Sure, Moore figures to make his annual overpay for a mediocre player (cough Jeff Francouer cough), but that'll get overshadowed and is essentially a non-story anyways until K.C.'s baby boom arrives.
Sandy Alderson : Alderson was thought to be close to a deal with starting pitcher Chris Young, although those talks have not progressed as quickly as originally thought. This is roughly the caliber of player New York will be seeking. The core of the team (both financial and talent-wise) is already on the club. It's Alderson's job to supplement the team with the best opportunity to win in 2011 with the resources it has, while leaving the future (as immediate as 2012) open for making the team the way Alderson wants it.
That leaves Alderson discussing deals with lower-tier free agents, not enough for people to really sit up and take attention of at this point. However, his has been a bit of an aggressive free-agent market, so while lower-tier names usually don't fly off the board early, Alderson could net some in Orlando. Alderson is also thought to be trying to clear out salary, but that won't be easy to do and any proposed deal that hits the rumor page doesn't make sense.
Michael Hill : Larry Beinfest is still attached to the Marlins publicly in his role as president for any moves in baseball operations, but Michael Hill is the general manager in name and practice so he is the one of record making the moves Florida has done lately. And they've been plenty: trading Dan Uggla, Cameron Maybin and Andrew Miller and signing John Buck along with Javier Vazquez.
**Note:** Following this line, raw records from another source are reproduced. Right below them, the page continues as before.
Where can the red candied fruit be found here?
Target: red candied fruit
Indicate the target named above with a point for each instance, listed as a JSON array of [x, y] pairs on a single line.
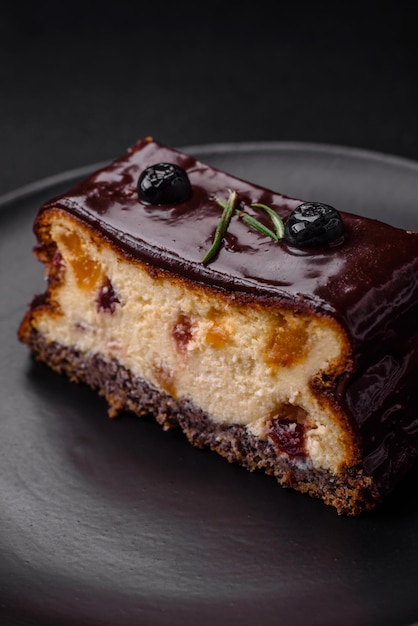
[[182, 331], [107, 299], [288, 436]]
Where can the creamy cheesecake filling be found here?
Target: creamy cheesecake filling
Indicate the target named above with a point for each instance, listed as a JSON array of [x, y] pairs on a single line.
[[243, 365]]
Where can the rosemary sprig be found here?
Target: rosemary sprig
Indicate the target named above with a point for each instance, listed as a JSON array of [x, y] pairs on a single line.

Is Florida done? No. Are they nearly done? Yep. Florida could stand to add one more bat, either at second, third or center, but may choose not to do so. The Marlins have wrapped up so much of their business quickly that there simply isn't much left to do.
Neal Huntington: The Pirates aren't high on anyone 's wish list, so even if Huntington is much in the same position as Alderson in only being able to afford mid- and lower-tier free agents as the Bucs desperately try to reverse the stink of 2010, no players will be signing in town anytime soon. There are no major trades on the horizon either.
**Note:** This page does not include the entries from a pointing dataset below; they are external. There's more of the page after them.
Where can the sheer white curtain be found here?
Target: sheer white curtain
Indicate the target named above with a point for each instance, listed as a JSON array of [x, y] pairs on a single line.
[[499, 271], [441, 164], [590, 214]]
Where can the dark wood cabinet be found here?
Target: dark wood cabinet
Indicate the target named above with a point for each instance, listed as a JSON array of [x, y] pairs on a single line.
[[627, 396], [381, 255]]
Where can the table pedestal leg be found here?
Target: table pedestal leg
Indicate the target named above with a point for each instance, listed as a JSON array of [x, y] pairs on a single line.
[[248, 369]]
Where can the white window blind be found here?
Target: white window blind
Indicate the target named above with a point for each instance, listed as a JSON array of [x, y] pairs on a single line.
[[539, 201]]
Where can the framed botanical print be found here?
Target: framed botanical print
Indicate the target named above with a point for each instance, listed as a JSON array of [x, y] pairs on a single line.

Dan O'Dowd : O'Dowd is in a similar situation to Hill in that he's made most of his major moves. A mega-million extension for Troy Tulowitzki and enticing Jorge de la Rosa back to town were his grand strokes. Up next is fortifying the bench and infield, which may be done with a trade of Seth Smith or Ryan Spilborghs which would only register as a minor rumble on the Winter Meetings-ometer.
Ah, but as Michael Buffer (pictured) is famous for saying, these GMs figure to be prominently displayed...
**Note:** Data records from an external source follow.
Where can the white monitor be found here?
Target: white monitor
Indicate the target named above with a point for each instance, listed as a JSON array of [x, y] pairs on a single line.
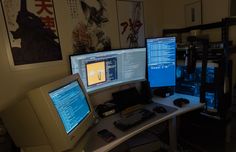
[[104, 69], [54, 116]]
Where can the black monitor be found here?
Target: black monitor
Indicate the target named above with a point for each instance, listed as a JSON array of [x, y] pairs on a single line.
[[161, 61], [104, 69]]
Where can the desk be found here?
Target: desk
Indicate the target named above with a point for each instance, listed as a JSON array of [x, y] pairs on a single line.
[[99, 145]]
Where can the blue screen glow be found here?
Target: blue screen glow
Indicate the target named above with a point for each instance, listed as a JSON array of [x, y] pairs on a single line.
[[71, 105], [161, 56]]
"LET'S GET READY TO RUMBLE!"
Brian Cashman : Cashman has his fingers in pretty much every major storyline this offseason. Let's look:
Andrew Friedman : Friedman has a major task ahead of him in rebuilding the Rays back to the level they achieved just months ago in the 2010 season. He has to start over with a bullpen while replacing Carl Crawford and Carlos Pena. The two major trade chips are Jason Bartlett and to a lesser extent, either Matt Garza or James Shields. Bartlett should be moved quickly, but Tampa's work will be far from done. The club needs to get as many chips as it can in order during the meetings.
Kenny Williams: No Winter Meeting is complete without a patented Kenny Williams move. Unafraid to be aggressive in free agency and trades, Williams always seems to have something cooking. The team needs a catcher, outfielder and could even strike for a third or first baseman. How good would Adam Dunn look on that club?
Tony Reagins : The Angels have sure been quiet for a team expected to make a splash. Where's the Adrian Beltre signing? The flash of bulbs as Carl Crawford holds up his jersey? Rafael Soriano grinning as he assumes the mantle of closer?
You may see all (or some) of those at the Winter Meetings. The Angels have been laying in wait, shuffling their cards behind the scenes and could be poised to break through.